Four years after this encounter, in August 1989, Mother Teresa arrived at Tirana airport, met by a top-level commission of dignitaries and by none other than the widow of Enver Hoxha, who took Mother directly to her late husband’s tomb.
This was a great surprise to everyone, since in the course of almost 60 years, Mother Teresa had never been allowed back into her native country, and had always been refused visa requests for her mother and sister to visit her in the West, even for medical purposes. Not only that, whenever there was something wonderful about her in the media, the state-controlled press carried the news with sarcasm, leveling insults at the saint and generally treating her like an abomination that the nation should be ashamed of.
So when the people, and particularly the faithful Catholics, read in the papers that Mother Teresa was consorting with the regime it a terrible blow: how could she possibly allow herself to be exploited to polish up the memory of the dead dictator?
It was only four years later, in 1993, that Marcel was to hear more of the story, from Dom Gjergji, the priest from Kosovo who had accompanied Mother Teresa on the trip home to Albania. Dom Gjergji told my friend that Mother had been invited to return to her homeland by Nexhmije Hoxha, the widow of the dictator, who hoped that the holy woman’s intercession could get rid of the unearthly phenomena that plagued her husband’s burial spot.
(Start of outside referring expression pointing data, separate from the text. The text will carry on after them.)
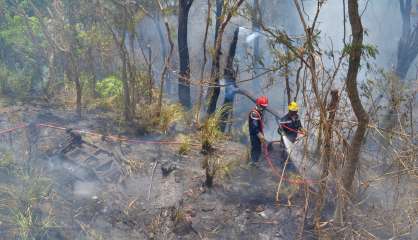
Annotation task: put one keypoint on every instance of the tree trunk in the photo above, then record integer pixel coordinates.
(255, 21)
(165, 68)
(163, 48)
(351, 81)
(213, 93)
(184, 78)
(326, 155)
(230, 78)
(215, 90)
(205, 59)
The letter asking her to come was taken to her by Ylli Popa, one of the most faithful men of the regime, and Hoxha’s translator.
Immediately after her arrival, Dom Gjergji relates, Mother Teresa was whisked to the tomb, where she remained in prayer for quite a while. After that she was finally allowed to visit the graves of her mother and her sister, who had died in Albania in 1971 and in 1974, respectively, without her having been permitted to see them.
Was Mother Teresa’s prayer of intercession answered? Did the terrifying phenomena around the dictator’s tomb cease? So it seems, Marcel reports: since then there has been peace and quiet, by all accounts.
Subsequently the door of Albania remained open to Mother Teresa; she was even able to establish houses for the Missionaries of Charity there. Apart from the story of supernatural phenomena, her gesture of praying at the tomb of a man whose regime had caused her so much suffering is itself a testament to St. Teresa’s sanctity and capacity to forgive.
(Editor’s note: This essay was originally posted on September 9, 2016.)